Here's the letter to employees from United Airlines CEO Oscar Munoz:"Dear Team,
Like you, I was upset to see and hear about what happened last night aboard United Express Flight 3411 headed from Chicago to Louisville. While the facts and circumstances are still evolving, especially with respect to why this customer defied Chicago Aviation Security Officers the way he did, to give you a clearer picture of what transpired, I've included below a recap from the preliminary reports filed by our employees.
As you will read, this situation was unfortunately compounded when one of the passengers we politely asked to deplane refused and it became necessary to contact Chicago Aviation Security Officers to help. Our employees followed established procedures for dealing with situations like this. While I deeply regret this situation arose, I also emphatically stand behind all of you, and I want to commend you for continuing to go above and beyond to ensure we fly right.
I do, however, believe there are lessons we can learn from this experience, and we are taking a close look at the circumstances surrounding this incident.
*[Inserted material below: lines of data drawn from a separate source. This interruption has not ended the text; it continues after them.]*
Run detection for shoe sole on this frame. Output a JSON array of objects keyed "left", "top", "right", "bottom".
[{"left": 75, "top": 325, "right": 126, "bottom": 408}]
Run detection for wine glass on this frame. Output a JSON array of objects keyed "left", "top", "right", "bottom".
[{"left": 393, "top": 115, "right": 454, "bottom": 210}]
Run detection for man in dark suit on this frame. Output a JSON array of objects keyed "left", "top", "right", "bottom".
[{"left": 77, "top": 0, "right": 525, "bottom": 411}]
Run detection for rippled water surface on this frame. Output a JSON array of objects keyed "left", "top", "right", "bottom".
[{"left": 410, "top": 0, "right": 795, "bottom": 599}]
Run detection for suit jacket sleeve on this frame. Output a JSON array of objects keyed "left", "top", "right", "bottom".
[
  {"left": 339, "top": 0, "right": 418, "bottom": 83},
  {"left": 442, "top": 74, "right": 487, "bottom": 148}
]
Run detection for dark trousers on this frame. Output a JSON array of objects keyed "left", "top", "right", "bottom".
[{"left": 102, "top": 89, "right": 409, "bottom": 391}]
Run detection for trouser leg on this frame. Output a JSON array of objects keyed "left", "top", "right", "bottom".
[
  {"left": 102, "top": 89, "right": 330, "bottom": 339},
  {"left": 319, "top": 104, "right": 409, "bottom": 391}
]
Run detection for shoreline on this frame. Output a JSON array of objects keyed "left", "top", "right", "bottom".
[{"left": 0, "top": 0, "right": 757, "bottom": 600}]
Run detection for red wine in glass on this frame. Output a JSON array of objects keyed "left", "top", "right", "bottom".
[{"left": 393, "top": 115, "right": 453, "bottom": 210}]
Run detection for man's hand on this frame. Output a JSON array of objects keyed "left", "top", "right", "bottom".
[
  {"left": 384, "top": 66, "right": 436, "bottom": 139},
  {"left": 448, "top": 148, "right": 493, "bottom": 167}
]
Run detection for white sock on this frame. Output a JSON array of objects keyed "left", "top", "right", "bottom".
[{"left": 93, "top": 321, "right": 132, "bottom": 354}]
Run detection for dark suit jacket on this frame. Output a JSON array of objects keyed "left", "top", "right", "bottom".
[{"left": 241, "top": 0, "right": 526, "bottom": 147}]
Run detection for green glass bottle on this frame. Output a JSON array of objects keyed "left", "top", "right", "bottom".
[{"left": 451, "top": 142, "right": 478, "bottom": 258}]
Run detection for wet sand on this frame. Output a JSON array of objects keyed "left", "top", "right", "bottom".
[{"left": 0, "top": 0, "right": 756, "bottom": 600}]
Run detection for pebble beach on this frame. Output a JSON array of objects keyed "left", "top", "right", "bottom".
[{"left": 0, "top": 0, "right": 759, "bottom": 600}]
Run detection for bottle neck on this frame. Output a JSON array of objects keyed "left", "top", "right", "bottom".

Treating our customers and each other with respect and dignity is at the core of who we are, and we must always remember this no matter how challenging the situation.
In addition to the letter, Munoz shared the airline's official recap of the incident, according to preliminary reports submitted by the airline's employees which states:"Summary of Flight 3411
On Sunday, April 9, after United Express Flight 3411 was fully boarded, United's gate agents were approached by crew members that were told they needed to board the flight.
We sought volunteers and then followed our involuntary denial of boarding process (including offering up to $1,000 in compensation) and when we approached one of these passengers to explain apologetically that he was being denied boarding, he raised his voice and refused to comply with crew member instructions.
He was approached a few more times after that in order to gain his compliance to come off the aircraft, and each time he refused and became more and more disruptive and belligerent.
Our agents were left with no choice but to call Chicago Aviation Security Officers to assist in removing the customer from the flight. He repeatedly declined to leave.
Chicago Aviation Security Officers were unable to gain his cooperation and physically removed him from the flight as he continued to resist - running back onto the aircraft in defiance of both our crew and security officials."This account of Flight 3411 is purely from the perspective of the airline. While we do not yet have a first-hand account from the unidentified passenger at the center of the incident, witnesses aboard the flight have criticized law-enforcement and United for their unnecessarily brutal tactics.
In fact, the US Department of Transportation is reviewing the events that occurred on the flight in regards to potential rules violations.
In addition, one of the officers involved in the removal of the passenger has been placed on leave.